Thursday, July 9, 2009

Jersey Tawk

People not from the South Jersey shore probably think we talk—or tawk—funny. A long meat-filled sandwich is more often a hoagie (Jersey shore and South Philly) than a hero (New York dialect), sub (North Jersey), grinder (New England) or blimpie (commercial name). Similarly, the candies on an ice cream are jimmies instead of sprinkles and the tourists are bennies or shubies.

I was tawking with an in-law from Manahawkin last weekend, and he mentioned some of the shore towns have no parking areas. This is to discourage the shubies. Sometimes spelled shoobies, the word refers to visitors who used to bring their beach snacks in a shoe box. A bit farther north, say Point Pleasant, every kid knows the auslanders are bennies. The come, variously, to absorb the benefits of the Jersey shore or because they’re from Brooklyn Elizabeth, Newark and New York.
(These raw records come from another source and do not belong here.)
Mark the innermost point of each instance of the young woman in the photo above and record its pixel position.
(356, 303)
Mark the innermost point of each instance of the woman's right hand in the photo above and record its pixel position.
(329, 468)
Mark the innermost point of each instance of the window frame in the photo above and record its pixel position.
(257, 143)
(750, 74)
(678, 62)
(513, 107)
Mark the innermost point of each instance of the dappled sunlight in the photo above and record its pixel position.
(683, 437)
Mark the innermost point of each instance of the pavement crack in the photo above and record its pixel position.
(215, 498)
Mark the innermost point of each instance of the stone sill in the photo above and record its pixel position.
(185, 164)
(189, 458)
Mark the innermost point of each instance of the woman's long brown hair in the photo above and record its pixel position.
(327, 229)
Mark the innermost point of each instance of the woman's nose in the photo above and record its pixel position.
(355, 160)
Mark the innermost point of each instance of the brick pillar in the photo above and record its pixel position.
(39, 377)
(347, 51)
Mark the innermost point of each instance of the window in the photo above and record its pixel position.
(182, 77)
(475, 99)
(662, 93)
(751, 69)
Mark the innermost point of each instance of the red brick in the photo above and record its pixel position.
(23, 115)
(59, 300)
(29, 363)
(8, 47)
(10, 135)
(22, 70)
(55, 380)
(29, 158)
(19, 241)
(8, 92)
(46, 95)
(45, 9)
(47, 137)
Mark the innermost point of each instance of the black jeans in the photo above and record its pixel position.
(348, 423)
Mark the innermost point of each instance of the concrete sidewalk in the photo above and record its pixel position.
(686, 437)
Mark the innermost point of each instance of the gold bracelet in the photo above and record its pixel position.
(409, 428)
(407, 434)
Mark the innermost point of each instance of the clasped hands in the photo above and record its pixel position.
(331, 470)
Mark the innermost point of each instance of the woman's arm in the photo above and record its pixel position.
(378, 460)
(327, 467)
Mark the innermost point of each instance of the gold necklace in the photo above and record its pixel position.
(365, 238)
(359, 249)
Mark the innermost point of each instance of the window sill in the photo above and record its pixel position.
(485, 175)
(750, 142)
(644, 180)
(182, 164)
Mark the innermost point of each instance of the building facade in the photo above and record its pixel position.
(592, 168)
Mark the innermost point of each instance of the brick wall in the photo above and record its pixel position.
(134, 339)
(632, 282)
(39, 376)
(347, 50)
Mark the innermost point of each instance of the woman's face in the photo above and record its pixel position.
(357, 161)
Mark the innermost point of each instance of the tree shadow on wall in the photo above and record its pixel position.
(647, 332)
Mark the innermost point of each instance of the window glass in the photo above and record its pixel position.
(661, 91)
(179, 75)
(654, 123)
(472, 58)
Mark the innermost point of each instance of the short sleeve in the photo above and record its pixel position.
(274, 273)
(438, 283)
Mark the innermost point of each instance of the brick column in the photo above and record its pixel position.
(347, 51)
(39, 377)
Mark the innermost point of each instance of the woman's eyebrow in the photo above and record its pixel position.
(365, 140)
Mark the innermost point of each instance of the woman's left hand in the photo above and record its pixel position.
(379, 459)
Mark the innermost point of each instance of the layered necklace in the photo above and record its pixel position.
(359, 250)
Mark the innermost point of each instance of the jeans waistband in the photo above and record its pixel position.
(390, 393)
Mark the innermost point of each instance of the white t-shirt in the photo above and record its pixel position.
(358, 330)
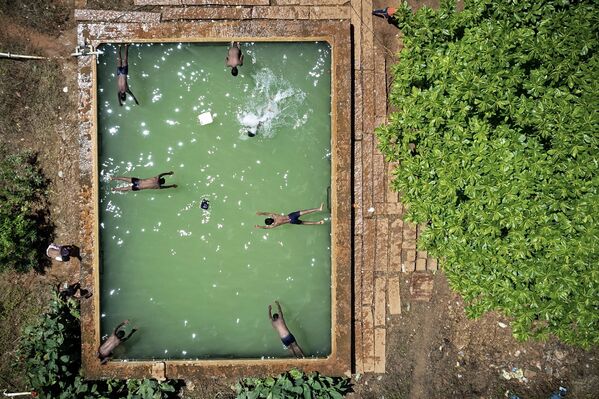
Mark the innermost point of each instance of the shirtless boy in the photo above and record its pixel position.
(137, 184)
(234, 58)
(117, 337)
(275, 219)
(278, 323)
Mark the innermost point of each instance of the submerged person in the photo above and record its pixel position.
(137, 184)
(278, 323)
(276, 220)
(234, 58)
(117, 337)
(387, 13)
(63, 253)
(122, 71)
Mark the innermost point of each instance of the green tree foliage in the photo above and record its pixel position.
(497, 138)
(293, 384)
(22, 211)
(51, 352)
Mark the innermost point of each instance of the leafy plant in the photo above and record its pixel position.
(51, 352)
(23, 224)
(293, 384)
(497, 141)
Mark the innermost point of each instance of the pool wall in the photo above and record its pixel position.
(337, 34)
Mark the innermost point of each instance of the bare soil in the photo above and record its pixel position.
(433, 350)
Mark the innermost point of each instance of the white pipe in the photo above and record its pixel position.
(21, 57)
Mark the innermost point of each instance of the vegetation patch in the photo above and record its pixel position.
(51, 352)
(293, 384)
(497, 141)
(23, 211)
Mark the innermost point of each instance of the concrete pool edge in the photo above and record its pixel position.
(337, 34)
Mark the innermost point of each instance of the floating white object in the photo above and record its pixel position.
(205, 118)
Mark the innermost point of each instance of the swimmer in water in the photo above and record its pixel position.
(278, 323)
(252, 131)
(234, 58)
(117, 337)
(143, 184)
(122, 71)
(276, 220)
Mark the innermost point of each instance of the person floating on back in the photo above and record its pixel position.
(62, 253)
(117, 337)
(293, 218)
(278, 323)
(137, 184)
(234, 58)
(122, 70)
(387, 13)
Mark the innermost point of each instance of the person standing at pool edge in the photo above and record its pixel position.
(122, 70)
(117, 337)
(278, 323)
(137, 184)
(234, 58)
(387, 13)
(276, 220)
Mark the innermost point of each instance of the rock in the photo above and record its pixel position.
(560, 355)
(529, 374)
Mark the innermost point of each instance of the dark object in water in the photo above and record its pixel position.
(205, 204)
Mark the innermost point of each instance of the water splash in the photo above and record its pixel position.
(271, 106)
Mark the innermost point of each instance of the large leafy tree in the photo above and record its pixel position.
(497, 136)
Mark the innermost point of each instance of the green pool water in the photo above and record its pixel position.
(197, 283)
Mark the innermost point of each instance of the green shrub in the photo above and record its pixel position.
(23, 224)
(51, 352)
(497, 141)
(293, 384)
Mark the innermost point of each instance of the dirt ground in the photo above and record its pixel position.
(433, 350)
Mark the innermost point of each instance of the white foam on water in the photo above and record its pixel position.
(271, 107)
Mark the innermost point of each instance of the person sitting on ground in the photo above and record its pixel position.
(62, 253)
(278, 323)
(71, 290)
(117, 337)
(122, 70)
(293, 218)
(137, 184)
(387, 13)
(234, 58)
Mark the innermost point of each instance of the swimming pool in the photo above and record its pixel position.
(142, 357)
(197, 282)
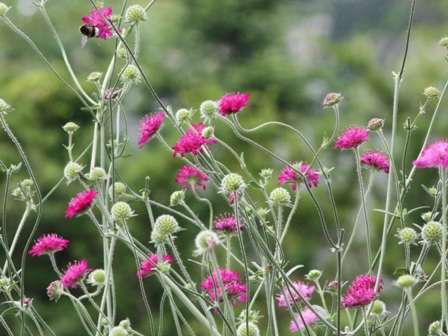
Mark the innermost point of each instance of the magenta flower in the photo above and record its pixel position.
(308, 316)
(233, 103)
(227, 223)
(290, 176)
(80, 203)
(75, 273)
(48, 244)
(376, 160)
(361, 292)
(192, 141)
(149, 125)
(190, 177)
(148, 265)
(232, 284)
(433, 156)
(302, 288)
(95, 20)
(352, 137)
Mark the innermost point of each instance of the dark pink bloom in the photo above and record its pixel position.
(290, 176)
(302, 288)
(75, 273)
(352, 137)
(149, 125)
(433, 156)
(232, 284)
(80, 203)
(191, 177)
(95, 20)
(148, 265)
(361, 292)
(375, 159)
(308, 316)
(233, 103)
(48, 243)
(192, 141)
(227, 223)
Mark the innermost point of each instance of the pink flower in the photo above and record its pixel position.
(47, 244)
(192, 141)
(302, 288)
(375, 159)
(149, 125)
(308, 316)
(74, 274)
(95, 20)
(352, 137)
(232, 284)
(290, 176)
(433, 156)
(190, 177)
(233, 103)
(361, 291)
(80, 203)
(227, 223)
(148, 265)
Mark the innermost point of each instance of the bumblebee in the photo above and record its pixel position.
(87, 32)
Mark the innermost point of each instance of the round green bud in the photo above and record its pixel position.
(407, 236)
(166, 224)
(332, 99)
(280, 196)
(71, 171)
(232, 182)
(135, 13)
(249, 329)
(118, 331)
(70, 127)
(94, 76)
(431, 93)
(121, 211)
(97, 278)
(130, 74)
(177, 197)
(209, 110)
(406, 281)
(432, 233)
(3, 8)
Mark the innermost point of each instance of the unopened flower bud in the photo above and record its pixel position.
(280, 196)
(431, 93)
(135, 13)
(70, 127)
(332, 99)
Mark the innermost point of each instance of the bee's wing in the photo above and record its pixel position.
(84, 40)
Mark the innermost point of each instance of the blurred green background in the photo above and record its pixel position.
(287, 54)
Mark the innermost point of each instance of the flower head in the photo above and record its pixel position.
(290, 176)
(149, 125)
(97, 21)
(190, 177)
(148, 265)
(47, 244)
(433, 156)
(352, 137)
(232, 284)
(361, 292)
(233, 103)
(227, 223)
(75, 274)
(192, 141)
(305, 290)
(376, 160)
(308, 317)
(80, 203)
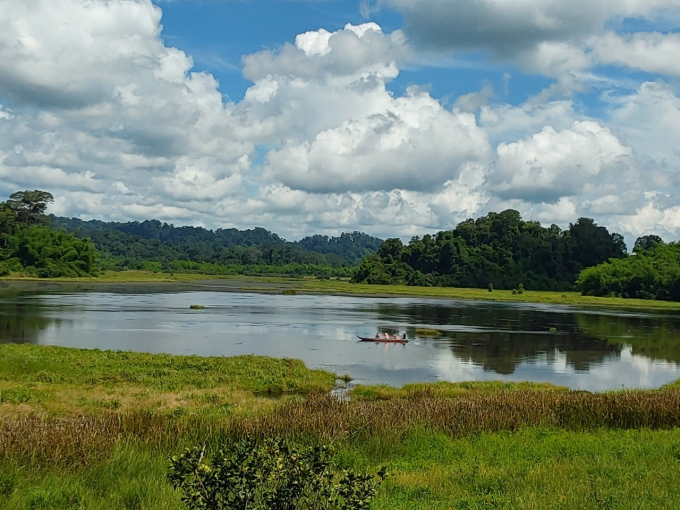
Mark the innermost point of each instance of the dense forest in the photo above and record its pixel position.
(158, 246)
(29, 246)
(499, 250)
(653, 272)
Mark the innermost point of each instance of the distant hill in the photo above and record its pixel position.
(154, 244)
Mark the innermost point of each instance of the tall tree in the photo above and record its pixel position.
(30, 206)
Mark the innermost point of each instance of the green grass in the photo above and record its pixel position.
(535, 468)
(94, 430)
(57, 380)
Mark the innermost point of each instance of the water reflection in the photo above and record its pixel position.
(586, 349)
(23, 321)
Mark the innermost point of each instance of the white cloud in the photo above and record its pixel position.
(651, 52)
(551, 37)
(414, 144)
(553, 164)
(116, 124)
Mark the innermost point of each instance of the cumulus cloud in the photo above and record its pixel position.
(551, 37)
(98, 109)
(415, 144)
(652, 52)
(553, 164)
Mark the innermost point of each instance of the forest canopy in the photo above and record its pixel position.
(653, 272)
(29, 246)
(158, 246)
(499, 250)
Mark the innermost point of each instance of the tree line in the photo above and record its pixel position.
(158, 246)
(653, 272)
(29, 246)
(499, 250)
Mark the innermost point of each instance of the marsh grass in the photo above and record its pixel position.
(94, 430)
(41, 364)
(443, 389)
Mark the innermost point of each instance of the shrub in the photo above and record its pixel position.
(274, 474)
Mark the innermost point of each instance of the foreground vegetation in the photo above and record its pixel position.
(652, 273)
(66, 443)
(497, 251)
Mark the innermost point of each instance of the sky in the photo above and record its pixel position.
(391, 117)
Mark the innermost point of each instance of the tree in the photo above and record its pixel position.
(30, 206)
(646, 243)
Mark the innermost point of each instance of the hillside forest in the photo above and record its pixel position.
(496, 251)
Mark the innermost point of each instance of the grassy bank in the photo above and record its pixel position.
(59, 381)
(343, 287)
(94, 430)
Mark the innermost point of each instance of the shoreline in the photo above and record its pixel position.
(311, 286)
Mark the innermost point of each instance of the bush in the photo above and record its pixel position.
(274, 474)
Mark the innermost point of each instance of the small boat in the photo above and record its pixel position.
(383, 340)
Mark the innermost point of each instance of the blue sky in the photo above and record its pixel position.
(394, 117)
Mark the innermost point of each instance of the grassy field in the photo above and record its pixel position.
(94, 430)
(343, 287)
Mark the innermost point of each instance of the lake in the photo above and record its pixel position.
(591, 349)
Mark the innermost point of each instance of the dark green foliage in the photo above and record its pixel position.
(499, 250)
(652, 273)
(30, 206)
(274, 474)
(30, 248)
(155, 246)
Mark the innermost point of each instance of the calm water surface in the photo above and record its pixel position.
(592, 349)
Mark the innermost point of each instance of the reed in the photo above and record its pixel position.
(78, 440)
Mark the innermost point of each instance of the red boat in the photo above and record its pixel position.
(384, 340)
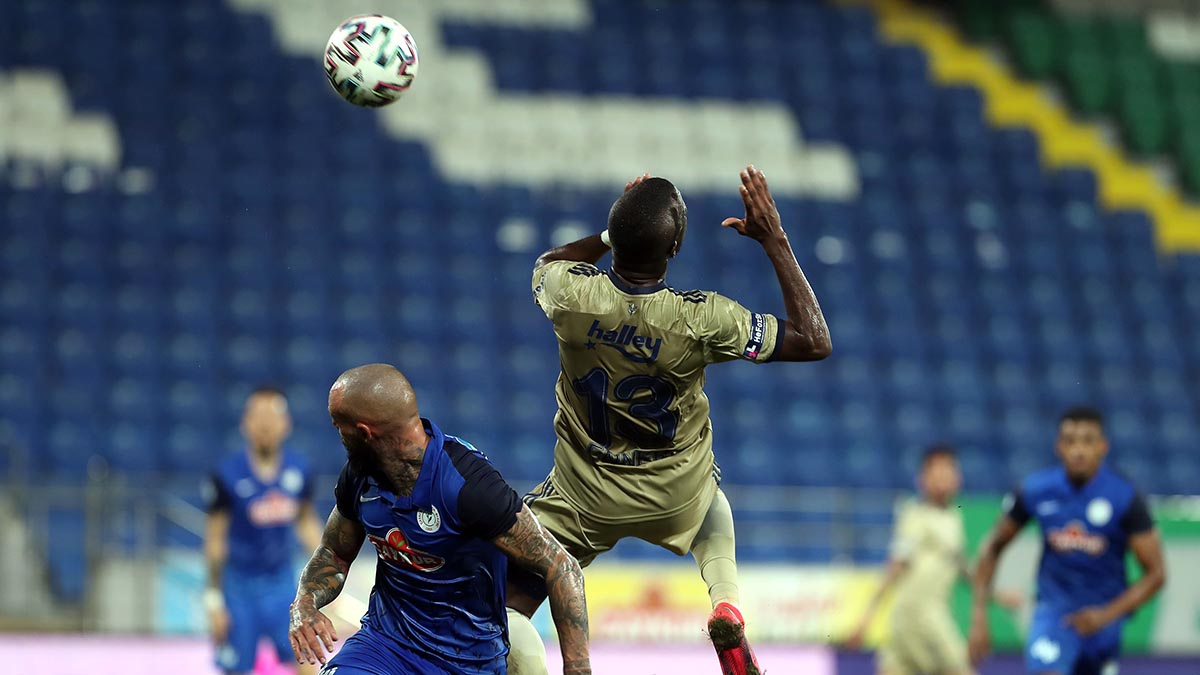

There’s even a language distinction that separates Ocean County from the hillier north counties. We call a truck with detachable trailer a tractor trailer, not a trailer truck. You fetch water in a bucket and not a pail.

As for the accent, there really is a Jersey-New York accent, according to Rutgers linguist Fay Yeager. Our accent lacks the “th” diphthong and the “r”, she says, very much like British English. And that was adopted in the 1920s by the upper—uppah—classes. “Finga” sounded classier than finger, apparently. If you’re still confused, give the Jersey speaker the finga. “We been true dis tree times awreddy.”